AFTER exiting judicial management, listed timber milling and manufacturing firm, Border Timbers Limited, says it is now focused on raising funds to recapitalise its operations.
The company was placed under voluntary provisional judicial management in 2015 and final judicial management in 2016.
Following approval by the shareholders at the extraordinary general meeting held in January 2022, and the subsequent approval by the High Court on March 14, 2022, the company exited judicial management.
In a statement accompanying the financial statements for the year ended June 30, 2022, chairperson Elias Hwenga said recapitalisation remained one of their key priorities.

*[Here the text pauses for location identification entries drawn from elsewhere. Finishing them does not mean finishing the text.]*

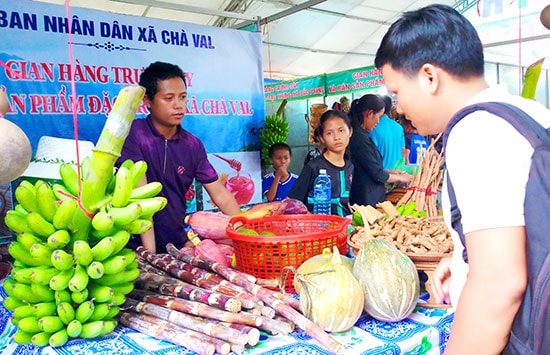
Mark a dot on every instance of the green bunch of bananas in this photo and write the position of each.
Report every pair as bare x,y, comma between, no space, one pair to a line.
275,130
60,287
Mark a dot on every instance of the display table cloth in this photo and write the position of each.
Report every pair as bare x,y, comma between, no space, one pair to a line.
426,331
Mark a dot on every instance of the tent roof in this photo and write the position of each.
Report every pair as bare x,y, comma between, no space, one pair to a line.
310,37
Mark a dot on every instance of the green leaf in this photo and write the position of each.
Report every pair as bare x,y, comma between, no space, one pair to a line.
531,79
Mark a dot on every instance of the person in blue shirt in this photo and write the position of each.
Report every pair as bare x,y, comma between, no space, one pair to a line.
277,184
388,137
334,131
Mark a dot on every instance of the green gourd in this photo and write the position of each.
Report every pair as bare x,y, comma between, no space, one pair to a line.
330,296
389,280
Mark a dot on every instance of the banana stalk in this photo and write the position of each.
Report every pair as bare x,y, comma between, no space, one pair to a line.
104,156
275,130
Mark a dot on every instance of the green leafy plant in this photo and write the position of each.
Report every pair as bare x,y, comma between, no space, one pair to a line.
275,130
531,79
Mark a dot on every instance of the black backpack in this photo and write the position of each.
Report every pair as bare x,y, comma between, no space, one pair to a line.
531,328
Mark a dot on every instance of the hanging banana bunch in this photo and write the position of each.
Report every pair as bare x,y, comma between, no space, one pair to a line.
275,130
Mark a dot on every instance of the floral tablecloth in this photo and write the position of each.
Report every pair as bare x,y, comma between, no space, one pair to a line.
426,331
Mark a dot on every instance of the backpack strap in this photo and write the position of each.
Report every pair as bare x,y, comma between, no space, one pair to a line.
534,132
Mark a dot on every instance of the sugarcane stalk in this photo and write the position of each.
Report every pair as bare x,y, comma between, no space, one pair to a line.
173,267
156,283
188,321
273,300
150,269
275,326
252,332
207,264
236,278
204,274
270,298
162,330
195,308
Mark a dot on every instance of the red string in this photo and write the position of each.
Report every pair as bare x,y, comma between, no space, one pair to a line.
427,191
73,94
266,31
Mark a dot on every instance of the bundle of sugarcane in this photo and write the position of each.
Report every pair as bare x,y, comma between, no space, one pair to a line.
422,191
282,320
161,302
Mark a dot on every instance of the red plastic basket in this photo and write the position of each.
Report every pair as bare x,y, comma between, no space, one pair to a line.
296,239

“Recapitalisation remains a key priority with our replanting programme already on course to reduce the unplanted area to industry standard of 5% in the next three years. The company is in the process of recapitalising its two sawmills with the latest milling technology and commissioning of the new machinery is expected by the end of FY2023,” he said.
The firm reported an 11% increase in revenue to $4,79 billion compared to $4,32 billion achieved prior year attributable to consistent product quality of its kiln dried timber, which resulted in good average selling prices.
Inflation-adjusted cash generated from operating activities stood at $1,05 billion against $942 million reported in the comparable period.
In forestry, lumber production volume went down by 4% to 43 930m3 from 45 871m3 due to low customer demand during the period.
During the period under review, a total of 731 hectares were planted, an improvement from the prior year comparable period as the company shifted its focus on improving biological assets, applying best practices and improving planting methods.
Treated pole sales volume increased by 7,4% to 10 169m3 from 9 464m3 recorded in the previous year.
According to Hwenga, market development remains a key focus of pole business as the company is pursuing new opportunities in the local market and the region.
“Improved performance is anticipated in the poles business due to increased demand for the product in the Sadc region where rural electrification projects and infrastructure developmental projects are attracting financial support. We forecast pole sales performance to be bolstered by Mozambique, Botswana, Zambia as well as the local market,” he said.
However, Hwenga pointed out that plantation fire damage remains a major risk facing the business as the company lost 235 hectares, adding that the company has since strengthened its patrol teams and acquired new firefighting equipment.
He said the board remained committed to its strategy of delivering value for all stakeholders.
“We believe that the fundamentals in the business remain intact, with healthy forests, a talented and experienced management team, and workforce to support the strategy. The company’s product quality remains highly regarded in the market and the current marketing efforts will increase demand for the company’s kiln dried timber,” Hwenga said.
The good performance led to the reinstatement of the board which took over from the judicial manager.